Un rapporto del National Institute of Health (che è un’agenzia governativa americana, non un gruppo prolife) ha rilevato che i motivi per i quali più frequentemente si chiede l’eutanasia sono motivi psichici o psichiatrici: depressione, disperazione, l’esser dipendenti – e quindi di peso – agli altri, la perdita di controllo o di autonomia.

Nonostante ciò, le proposte di legalizzazione dell’eutanasia, come quella al vaglio della Camera dei deputati, non richiedono uno screening psichiatrico del paziente, prima di assecondare le sue richieste di morte.

Proprio quelli che si fanno paladini della causa dell’autodeterminazione e della libertà non si curano di sapere se la volontà del moribondo è davvero libera e rettamente formata.
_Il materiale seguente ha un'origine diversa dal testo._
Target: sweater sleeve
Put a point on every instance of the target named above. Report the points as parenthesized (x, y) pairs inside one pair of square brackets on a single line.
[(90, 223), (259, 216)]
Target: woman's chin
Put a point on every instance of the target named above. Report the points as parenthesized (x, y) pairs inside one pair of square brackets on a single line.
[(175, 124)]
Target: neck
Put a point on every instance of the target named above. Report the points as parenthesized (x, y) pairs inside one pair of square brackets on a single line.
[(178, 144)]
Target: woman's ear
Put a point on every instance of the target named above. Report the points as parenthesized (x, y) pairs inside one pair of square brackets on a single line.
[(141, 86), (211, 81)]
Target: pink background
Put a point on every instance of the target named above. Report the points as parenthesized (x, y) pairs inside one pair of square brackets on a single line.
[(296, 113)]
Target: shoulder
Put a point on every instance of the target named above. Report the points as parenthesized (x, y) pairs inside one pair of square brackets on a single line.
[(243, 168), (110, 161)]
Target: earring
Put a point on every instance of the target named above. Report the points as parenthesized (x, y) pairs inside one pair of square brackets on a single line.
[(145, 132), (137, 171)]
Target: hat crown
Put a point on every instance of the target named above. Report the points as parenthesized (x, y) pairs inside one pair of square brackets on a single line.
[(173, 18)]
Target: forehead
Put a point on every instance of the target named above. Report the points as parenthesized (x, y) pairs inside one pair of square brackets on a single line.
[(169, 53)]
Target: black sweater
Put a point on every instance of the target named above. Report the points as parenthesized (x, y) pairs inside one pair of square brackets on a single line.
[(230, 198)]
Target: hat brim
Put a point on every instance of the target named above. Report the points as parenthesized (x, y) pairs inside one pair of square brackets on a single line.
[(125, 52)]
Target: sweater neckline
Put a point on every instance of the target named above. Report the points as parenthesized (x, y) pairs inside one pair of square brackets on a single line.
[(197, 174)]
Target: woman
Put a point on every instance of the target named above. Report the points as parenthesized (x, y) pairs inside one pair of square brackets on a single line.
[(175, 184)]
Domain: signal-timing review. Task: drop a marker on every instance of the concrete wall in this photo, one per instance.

Né si prevedono clausole di salvaguardia dalle pressioni esterne che i familiari, gli eredi o gli operatori sanitari possano esercitare più o meno consapevolmente (anche dolosamente) su un malato.

La legalizzazione dell’eutanasia lascia le persone più vulnerabili  – i disabili, gli anziani, e coloro che combattono malattie mentali – in balia dei meccanismi perversi di una legge che offre la morte (“bella”, eutanasia) come soluzione di tutti i problemi.